By Adedapo Adesanya
The oil market was in the positive territory on Friday as a planned European Union (EU) ban on Russian energy imports and easing of COVID-19 lockdowns in China countered concerns that slowing economic growth will hurt demand.
Yesterday, the price of the Brent crude rose by 87 cents or 0.78 per cent to $112.90 per barrel while the United States West Texas Intermediate (WTI) grew by $1.02 or 91 cents to $113.20 per barrel.
On a week-to-date basis, Brent was up about one per cent after falling about one per cent last week while WTI was on track for its fourth consecutive weekly gain for the first time since mid-February.
Analysts noted that the Chinese reopening and continued efforts towards a Russian oil embargo by the EU swayed the market to the positive zone.

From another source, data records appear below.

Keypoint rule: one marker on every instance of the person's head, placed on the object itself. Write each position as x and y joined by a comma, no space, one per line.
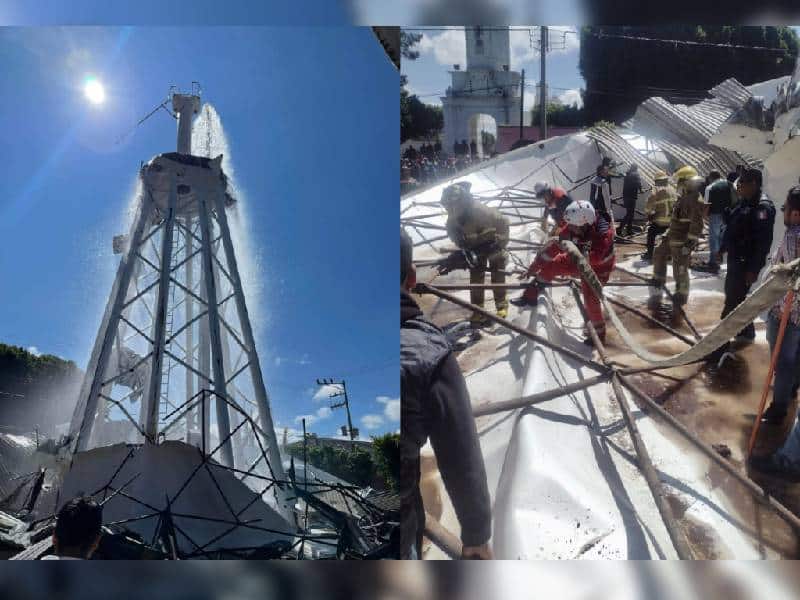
456,197
408,275
682,176
77,532
542,190
748,185
791,210
579,216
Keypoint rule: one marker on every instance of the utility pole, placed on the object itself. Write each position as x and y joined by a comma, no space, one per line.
543,83
353,433
521,101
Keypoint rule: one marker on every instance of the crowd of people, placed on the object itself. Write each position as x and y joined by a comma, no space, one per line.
435,401
428,164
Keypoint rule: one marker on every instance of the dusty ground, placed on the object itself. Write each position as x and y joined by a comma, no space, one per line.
718,405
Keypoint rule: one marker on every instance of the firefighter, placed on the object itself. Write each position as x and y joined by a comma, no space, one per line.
600,193
659,211
594,235
556,201
681,238
481,235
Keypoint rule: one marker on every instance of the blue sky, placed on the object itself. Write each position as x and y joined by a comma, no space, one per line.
307,113
428,76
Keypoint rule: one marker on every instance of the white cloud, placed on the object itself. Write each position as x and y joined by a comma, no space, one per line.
292,434
323,412
391,408
448,48
564,43
326,390
571,97
372,421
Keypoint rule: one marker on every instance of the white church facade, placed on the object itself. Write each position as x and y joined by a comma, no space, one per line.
487,90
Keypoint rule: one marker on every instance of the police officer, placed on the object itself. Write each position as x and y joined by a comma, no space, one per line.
600,193
659,211
481,234
747,239
681,239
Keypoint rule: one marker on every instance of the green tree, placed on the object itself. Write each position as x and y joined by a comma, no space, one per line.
37,390
621,73
386,449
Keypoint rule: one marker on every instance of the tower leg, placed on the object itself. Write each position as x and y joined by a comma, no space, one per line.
86,409
223,420
152,397
265,415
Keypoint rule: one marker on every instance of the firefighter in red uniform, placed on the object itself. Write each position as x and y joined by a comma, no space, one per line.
556,200
595,238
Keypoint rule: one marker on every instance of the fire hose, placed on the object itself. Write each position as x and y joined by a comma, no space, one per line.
781,278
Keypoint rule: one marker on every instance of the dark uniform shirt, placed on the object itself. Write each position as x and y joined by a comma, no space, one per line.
631,186
720,196
435,404
748,235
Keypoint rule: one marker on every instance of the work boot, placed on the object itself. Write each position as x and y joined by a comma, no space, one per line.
774,415
654,301
477,320
530,296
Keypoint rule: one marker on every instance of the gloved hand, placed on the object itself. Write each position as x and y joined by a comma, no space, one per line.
443,268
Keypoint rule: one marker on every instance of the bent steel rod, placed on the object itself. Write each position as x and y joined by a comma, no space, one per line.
427,288
496,407
498,286
757,491
666,290
650,319
676,534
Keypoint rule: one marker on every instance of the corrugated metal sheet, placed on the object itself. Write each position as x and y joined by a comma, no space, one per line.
732,93
620,149
682,131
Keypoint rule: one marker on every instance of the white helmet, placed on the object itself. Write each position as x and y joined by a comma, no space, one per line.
580,213
540,187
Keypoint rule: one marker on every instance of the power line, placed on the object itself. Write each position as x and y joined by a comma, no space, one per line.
687,42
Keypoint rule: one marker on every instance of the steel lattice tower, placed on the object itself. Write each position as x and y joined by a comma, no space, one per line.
175,357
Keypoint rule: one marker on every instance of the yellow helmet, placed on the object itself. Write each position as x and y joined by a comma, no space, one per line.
661,177
684,173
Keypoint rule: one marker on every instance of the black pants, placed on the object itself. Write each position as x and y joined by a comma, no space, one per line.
652,231
736,290
627,221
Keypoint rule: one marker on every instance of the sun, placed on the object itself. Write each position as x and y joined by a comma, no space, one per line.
93,90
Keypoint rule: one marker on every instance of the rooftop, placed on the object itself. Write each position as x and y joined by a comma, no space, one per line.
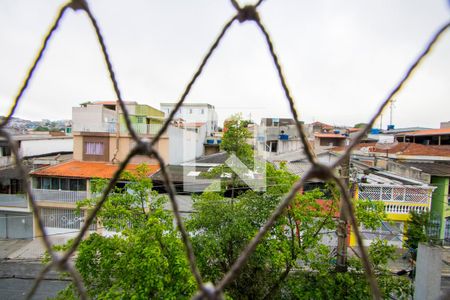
330,135
83,169
439,131
404,149
436,169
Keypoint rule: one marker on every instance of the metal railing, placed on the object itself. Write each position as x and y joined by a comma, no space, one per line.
398,193
243,14
142,129
6,161
14,200
98,127
59,195
403,209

In China, Shanghai did not signal any change to its planned end of a prolonged city-wide lockdown on June 1 even though the city announced its first new COVID-19 cases outside quarantined areas in five days.

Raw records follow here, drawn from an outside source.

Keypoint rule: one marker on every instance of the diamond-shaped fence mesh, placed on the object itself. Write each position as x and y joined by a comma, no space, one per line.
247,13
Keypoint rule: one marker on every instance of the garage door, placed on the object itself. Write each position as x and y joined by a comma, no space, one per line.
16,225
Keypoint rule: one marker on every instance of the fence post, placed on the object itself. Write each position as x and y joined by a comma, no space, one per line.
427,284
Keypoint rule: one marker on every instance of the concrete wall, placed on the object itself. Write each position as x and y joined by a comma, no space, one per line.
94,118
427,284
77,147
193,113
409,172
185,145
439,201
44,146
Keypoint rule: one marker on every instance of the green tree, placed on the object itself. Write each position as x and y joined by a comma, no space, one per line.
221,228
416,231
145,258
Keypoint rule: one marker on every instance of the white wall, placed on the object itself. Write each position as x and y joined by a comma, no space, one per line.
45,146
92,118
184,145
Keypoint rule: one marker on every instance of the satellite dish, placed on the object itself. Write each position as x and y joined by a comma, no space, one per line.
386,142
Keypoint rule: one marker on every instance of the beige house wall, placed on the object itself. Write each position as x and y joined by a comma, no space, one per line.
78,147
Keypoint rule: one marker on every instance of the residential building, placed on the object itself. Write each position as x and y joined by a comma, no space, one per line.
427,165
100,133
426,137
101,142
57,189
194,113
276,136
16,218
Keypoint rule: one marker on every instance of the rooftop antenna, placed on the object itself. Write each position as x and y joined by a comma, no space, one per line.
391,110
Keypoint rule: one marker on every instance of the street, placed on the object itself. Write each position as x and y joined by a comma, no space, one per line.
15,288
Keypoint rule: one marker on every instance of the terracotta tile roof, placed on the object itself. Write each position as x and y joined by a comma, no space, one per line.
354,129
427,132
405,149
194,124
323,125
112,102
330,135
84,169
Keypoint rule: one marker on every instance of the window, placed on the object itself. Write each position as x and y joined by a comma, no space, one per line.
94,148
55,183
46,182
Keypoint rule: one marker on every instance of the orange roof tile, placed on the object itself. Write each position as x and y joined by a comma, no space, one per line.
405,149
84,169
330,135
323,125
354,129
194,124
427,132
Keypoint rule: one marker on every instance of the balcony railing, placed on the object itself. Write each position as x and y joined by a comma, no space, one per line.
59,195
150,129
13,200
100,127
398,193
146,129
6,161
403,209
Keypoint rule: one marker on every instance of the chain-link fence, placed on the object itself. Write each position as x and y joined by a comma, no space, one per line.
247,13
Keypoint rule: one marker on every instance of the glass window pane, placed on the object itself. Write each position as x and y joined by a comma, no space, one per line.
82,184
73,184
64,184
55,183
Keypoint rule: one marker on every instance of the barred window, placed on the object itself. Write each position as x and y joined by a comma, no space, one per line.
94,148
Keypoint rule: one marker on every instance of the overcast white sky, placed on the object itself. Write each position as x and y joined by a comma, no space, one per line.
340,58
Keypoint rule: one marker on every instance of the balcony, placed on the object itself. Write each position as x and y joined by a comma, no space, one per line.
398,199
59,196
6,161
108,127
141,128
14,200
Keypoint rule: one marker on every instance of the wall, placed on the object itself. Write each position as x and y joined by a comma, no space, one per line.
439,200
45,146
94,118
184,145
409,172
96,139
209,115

Authorities have granted approval to 864 of the city’s financial institutions to resume work on Wednesday as it gradually eases a city-wide lockdown that began seven weeks ago.
The move is part of the financial hub’s plan to reopen broadly and allow normal life to resume after the lockdown was enacted to curb China’s worst outbreak since the coronavirus was discovered in Wuhan in late 2019 and halted the most economic activity.

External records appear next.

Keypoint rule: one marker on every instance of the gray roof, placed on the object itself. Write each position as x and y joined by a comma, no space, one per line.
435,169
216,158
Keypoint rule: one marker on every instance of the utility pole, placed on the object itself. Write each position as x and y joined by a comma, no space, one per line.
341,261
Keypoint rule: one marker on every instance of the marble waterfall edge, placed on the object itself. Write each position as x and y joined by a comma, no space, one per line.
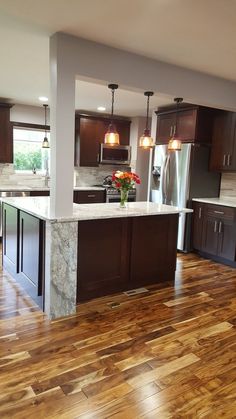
61,268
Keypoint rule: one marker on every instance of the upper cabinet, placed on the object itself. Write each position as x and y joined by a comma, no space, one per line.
89,134
194,123
6,134
223,152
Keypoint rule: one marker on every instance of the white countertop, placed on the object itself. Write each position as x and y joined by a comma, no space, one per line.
227,202
21,188
40,207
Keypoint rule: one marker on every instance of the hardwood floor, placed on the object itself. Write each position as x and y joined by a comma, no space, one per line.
166,353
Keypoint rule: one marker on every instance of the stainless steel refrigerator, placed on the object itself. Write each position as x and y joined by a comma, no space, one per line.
177,177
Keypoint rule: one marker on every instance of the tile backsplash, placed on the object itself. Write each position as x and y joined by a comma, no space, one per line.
83,176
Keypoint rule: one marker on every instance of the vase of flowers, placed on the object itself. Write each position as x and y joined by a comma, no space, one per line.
124,181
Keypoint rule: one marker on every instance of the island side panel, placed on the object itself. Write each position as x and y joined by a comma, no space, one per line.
103,253
153,249
61,268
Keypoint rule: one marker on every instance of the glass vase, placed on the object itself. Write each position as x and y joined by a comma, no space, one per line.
123,198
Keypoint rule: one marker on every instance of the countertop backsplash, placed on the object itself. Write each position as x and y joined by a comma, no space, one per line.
83,176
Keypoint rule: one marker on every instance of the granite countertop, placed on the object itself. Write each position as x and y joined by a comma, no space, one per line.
21,188
227,202
40,207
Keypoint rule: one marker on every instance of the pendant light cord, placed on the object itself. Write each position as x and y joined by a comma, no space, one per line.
148,98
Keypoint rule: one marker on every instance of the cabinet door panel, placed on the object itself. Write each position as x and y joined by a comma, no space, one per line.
227,239
187,121
154,254
223,149
10,236
198,214
165,125
103,257
29,248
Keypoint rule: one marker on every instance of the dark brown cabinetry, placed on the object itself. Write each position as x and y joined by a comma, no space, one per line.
125,253
10,237
6,134
214,231
23,250
89,134
223,152
89,197
194,123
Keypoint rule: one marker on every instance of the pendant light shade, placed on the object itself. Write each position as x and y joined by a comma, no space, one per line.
174,142
112,136
146,141
45,143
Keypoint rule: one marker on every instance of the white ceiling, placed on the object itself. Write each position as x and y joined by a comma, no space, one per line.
196,34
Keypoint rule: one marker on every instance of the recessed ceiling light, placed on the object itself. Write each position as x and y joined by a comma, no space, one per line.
43,99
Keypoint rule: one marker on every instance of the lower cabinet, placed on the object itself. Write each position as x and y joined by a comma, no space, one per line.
214,231
125,253
23,250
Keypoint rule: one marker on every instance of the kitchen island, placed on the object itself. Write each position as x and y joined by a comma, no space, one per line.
99,250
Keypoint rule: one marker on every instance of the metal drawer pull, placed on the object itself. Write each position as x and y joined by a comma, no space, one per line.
215,226
220,226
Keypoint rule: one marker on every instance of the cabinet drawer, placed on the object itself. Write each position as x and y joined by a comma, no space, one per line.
89,197
218,211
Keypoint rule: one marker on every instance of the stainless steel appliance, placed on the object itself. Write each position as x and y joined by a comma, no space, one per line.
115,154
177,177
8,194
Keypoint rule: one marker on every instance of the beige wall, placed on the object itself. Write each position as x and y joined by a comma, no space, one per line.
228,185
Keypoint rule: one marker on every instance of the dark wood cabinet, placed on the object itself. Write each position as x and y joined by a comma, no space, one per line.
103,257
155,255
198,214
6,134
89,134
125,253
195,123
23,250
89,196
10,237
223,152
214,231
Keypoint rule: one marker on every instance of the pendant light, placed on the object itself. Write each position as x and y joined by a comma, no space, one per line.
45,143
112,136
174,142
146,141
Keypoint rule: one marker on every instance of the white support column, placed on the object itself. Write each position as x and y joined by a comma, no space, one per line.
62,117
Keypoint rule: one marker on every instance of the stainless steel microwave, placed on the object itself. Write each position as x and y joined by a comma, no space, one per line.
115,154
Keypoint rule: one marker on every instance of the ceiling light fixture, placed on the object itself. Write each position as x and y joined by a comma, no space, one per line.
45,143
101,108
112,136
43,99
174,142
146,141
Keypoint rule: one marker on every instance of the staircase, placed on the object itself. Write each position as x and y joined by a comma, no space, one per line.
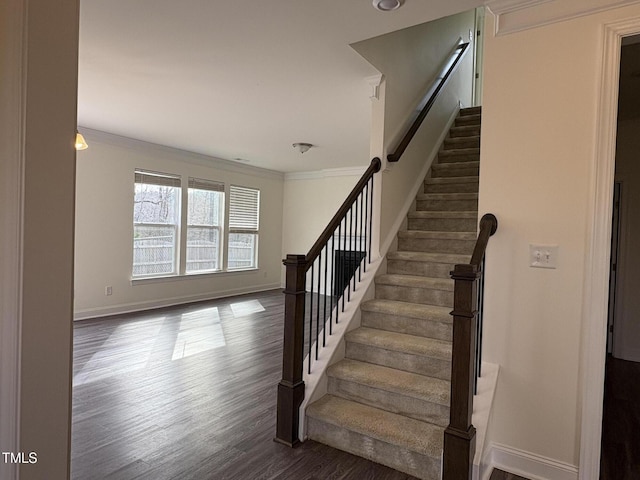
388,400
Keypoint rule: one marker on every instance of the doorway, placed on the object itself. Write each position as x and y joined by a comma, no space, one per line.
620,453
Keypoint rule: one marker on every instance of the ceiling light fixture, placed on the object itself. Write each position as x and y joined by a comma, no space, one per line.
302,147
81,143
387,5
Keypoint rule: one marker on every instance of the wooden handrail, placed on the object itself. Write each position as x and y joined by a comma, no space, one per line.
459,436
488,226
291,389
327,233
404,143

The EU is hoping to clinch a deal on a proposed ban on Russian crude imports which includes carve-outs for member states most dependent on Russia such as Hungary.
In Europe’s largest economy, Germany, businesses are drafting a plan to use an auction system to help ration available supplies in the event Russia cuts off its gas.
However, China added some downward pressure to oil prices this week when it clearly signalled its intent to buy more discounted Russian oil.
China and India have become the destination for Russia as it races to pivot toward Asia as the EU attempts to ditch its oil.
In the US, energy firms this week added oil and natural gas rigs for a ninth week in a row, according to the Baker Hughes rig count, as most small producers respond to high prices and prodding by the government to ramp up output.